According to activists, the Queer Liberation March will step off in the West Village outside the Stonewall Inn at 9:30 a.m. on the last Sunday in June. From there, the march will proceed briefly northeast along West 10th Street, before turning north and marching up Sixth Avenue into Central Park, ending at the Great Lawn.
As a pointed alternative to the city’s official parade, organizers said the Queer Liberation March will not contain any corporate floats or police, and “literally anyone” can join since there will be no tickets, bracelets, police or barricades blocking entry to the march. Organizers said they hope this grassroots protest will encourage passersby to come “off of the sidewalk, into the streets,” as happened 49 years ago during the first New York pride march, then known as Christopher Street Liberation Day, which took place on June 28, 1970, the anniversary of the seminal Stonewall uprising.
The alternative march is the result of years of tension between members of the Reclaim Pride Coalition and Heritage of Pride, the nonprofit that produces the official NYC Pride event. Colin Ashley, a Reclaim Pride organizer, said the Queer Liberation March is a protest of the over-policing of NYC Pride and “the selling off of pride to over 150 corporate floats.”
Ellen Shumsky, an original member of the early LGBTQ activist group Gay Liberation Front, was part of the Christopher Street Liberation Day march in 1970, and says it was the first time she felt she could “step out of my closet and be proud.” Shumsky, who now supports Reclaim Pride's efforts, said she’s disappointed in what the official NYC Pride March has become.
“When I see the parade now — the mardi gras, the floats and everybody is partying, and there’s all these commercial floats and advertising,” Shumsky explained, “it’s a little bit upsetting and a little bit sickening that we have lost that feeling of that first march that was just incredible — that we were out of the closets and into the streets.”
Shumsky and Reclaim Pride’s organizers said several original members of the Gay Liberation Front, which was founded in the late ’60s, turned down invitations to be grand marshals of the NYC Pride March, choosing instead to join the Queer Liberation March, which is modeled on the original 1970 march.
One of Reclaim Pride’s several gripes about the city-sanctioned Pride March is that the New York Police Department has, over the years, erected more and more crowd-control barriers to manage the crush of bystanders.
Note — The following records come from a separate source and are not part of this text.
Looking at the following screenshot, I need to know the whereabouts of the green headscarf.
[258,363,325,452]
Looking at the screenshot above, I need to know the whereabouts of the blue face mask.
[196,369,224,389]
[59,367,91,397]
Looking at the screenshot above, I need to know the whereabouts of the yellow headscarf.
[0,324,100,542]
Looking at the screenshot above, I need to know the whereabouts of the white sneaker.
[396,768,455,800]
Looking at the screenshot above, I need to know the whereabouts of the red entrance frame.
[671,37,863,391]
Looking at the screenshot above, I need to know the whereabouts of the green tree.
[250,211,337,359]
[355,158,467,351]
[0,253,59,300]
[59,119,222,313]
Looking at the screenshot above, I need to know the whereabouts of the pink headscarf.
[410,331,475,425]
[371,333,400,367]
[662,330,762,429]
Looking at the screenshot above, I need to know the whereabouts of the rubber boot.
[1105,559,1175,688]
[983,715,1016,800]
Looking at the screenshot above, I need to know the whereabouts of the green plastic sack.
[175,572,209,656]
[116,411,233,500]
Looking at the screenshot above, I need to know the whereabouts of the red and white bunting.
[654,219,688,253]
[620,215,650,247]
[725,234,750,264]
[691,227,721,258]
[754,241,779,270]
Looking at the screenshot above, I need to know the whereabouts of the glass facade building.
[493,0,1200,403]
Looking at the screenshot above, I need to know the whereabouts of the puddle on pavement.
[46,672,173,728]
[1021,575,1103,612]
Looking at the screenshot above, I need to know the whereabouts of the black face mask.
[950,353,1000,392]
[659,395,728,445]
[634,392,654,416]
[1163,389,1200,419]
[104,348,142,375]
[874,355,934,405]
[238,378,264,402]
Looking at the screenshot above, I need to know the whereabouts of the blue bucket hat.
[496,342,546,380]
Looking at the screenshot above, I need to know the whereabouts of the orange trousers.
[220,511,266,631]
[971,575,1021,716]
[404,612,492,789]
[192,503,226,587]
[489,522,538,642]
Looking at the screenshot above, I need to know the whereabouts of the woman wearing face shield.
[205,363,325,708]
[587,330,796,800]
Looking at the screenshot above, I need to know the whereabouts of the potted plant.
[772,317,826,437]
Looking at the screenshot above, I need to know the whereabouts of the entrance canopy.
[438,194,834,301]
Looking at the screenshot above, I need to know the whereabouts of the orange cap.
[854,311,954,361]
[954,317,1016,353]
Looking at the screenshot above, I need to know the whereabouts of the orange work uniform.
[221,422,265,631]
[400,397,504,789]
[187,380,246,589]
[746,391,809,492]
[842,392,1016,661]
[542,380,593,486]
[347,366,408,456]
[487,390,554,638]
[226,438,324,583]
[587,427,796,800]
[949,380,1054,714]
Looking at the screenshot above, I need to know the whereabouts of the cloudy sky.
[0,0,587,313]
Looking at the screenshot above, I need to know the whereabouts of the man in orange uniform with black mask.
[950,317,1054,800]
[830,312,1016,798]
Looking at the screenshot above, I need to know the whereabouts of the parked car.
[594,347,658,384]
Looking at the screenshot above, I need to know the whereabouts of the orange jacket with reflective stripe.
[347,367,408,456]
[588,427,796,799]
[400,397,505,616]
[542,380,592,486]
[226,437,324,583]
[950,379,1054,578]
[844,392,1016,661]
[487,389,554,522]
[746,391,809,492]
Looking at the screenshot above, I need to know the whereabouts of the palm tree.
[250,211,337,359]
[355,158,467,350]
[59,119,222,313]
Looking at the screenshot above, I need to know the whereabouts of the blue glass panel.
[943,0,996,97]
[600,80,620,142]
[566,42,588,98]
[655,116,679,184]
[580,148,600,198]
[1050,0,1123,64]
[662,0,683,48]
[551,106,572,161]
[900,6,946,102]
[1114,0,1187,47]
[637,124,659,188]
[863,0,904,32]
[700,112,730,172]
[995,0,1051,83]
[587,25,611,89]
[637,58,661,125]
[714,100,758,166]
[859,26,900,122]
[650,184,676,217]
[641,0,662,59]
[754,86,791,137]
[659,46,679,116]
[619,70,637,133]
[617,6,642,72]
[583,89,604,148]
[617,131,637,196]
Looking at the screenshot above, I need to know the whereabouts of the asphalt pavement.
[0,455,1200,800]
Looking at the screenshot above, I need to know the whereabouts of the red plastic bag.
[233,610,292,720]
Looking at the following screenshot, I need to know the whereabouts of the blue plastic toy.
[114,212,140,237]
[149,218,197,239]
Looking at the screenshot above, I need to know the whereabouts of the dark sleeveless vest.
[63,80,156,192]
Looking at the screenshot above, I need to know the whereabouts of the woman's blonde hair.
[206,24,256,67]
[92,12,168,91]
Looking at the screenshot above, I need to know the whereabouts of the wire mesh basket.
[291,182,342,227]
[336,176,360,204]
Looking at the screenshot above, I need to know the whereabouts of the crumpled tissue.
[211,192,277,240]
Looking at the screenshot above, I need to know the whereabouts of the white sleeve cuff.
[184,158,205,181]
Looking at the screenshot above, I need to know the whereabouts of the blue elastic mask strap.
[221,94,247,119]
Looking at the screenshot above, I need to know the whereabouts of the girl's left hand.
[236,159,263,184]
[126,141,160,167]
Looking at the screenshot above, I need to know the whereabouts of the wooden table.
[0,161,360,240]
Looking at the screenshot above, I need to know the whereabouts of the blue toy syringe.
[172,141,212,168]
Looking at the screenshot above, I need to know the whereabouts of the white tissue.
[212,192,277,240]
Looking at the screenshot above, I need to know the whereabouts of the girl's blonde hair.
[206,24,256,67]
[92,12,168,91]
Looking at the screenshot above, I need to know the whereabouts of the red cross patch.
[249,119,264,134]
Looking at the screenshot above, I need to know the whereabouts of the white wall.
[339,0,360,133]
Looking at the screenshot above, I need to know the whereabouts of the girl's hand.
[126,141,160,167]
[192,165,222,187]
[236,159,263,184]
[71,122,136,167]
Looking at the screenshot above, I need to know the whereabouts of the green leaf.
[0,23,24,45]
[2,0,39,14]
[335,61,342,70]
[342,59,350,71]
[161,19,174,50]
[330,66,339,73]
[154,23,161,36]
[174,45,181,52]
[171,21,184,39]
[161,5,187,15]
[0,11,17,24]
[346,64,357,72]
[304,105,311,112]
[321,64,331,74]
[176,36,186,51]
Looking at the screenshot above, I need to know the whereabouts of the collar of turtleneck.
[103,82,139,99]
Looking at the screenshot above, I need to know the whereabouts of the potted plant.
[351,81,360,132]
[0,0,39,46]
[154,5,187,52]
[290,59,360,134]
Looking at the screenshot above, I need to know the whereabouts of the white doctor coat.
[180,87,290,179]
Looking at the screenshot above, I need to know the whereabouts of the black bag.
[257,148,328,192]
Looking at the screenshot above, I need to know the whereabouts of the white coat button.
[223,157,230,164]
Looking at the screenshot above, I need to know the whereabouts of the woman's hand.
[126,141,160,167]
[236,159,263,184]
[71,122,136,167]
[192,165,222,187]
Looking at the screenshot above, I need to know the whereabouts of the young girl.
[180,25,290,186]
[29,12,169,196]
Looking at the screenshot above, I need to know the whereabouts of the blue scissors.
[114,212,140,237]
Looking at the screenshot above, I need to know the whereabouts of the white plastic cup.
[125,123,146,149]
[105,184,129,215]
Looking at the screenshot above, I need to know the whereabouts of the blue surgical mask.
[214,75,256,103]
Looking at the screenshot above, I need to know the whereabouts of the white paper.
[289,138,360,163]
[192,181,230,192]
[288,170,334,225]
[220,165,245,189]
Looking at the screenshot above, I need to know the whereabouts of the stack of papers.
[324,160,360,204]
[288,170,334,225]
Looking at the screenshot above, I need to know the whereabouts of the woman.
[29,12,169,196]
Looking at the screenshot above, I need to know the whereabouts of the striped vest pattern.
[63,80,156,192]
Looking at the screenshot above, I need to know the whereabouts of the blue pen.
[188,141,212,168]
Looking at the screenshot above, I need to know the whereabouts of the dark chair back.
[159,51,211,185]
These barriers, activists say, prevent anyone but “official” marchers from joining and are particularly troubling for disabled participants.
They say they met “repeatedly” with Heritage of Pride leadership “to return the march to the people, but they couldn’t see it, so we are taking responsibility to do it ourselves,” according to Ashley, one of Reclaim Pride’s organizers.
"Logistically, you can't do it without barricades. You can't do it without police, and in New York City, if you get a permit for an event of this scale, you automatically get police, you automatically get barricades," Sue Doster, Heritage of Pride's strategic planning director, told NBC News shortly before Reclaim Pride announced its final plans. "And the truth of the matter is, regarding sponsors, pride has gotten more and more expensive over the years."
Robin Scott, a member of the Reclaim Pride Coalition, said that after coming out as transgender four years ago, she rollerbladed “in exaltation of joy and rainbows” through Manhattan for her first two pride parades. But two years ago, as she prepared to step off for her third pride, Scott said she “ended up rolling in little circles behind a Chipotle float for four hours before I gave up and went home.”
Ann Northrop, a long-time LGBTQ activist and organizer with Reclaim Pride, said she and others have been negotiating with city officials for months and secured an “agreement” — not a permit — for the march. “These kinds of things don’t get permits, but we get official permission,” she explained.
In addition, the timing of the Queer Liberation March is designed so that the NYC Pride March — and the millions of people expected to travel to New York for the 50th anniversary of the Stonewall riots — can go off without a hitch at the same location, the Stonewall Inn, just several hours later.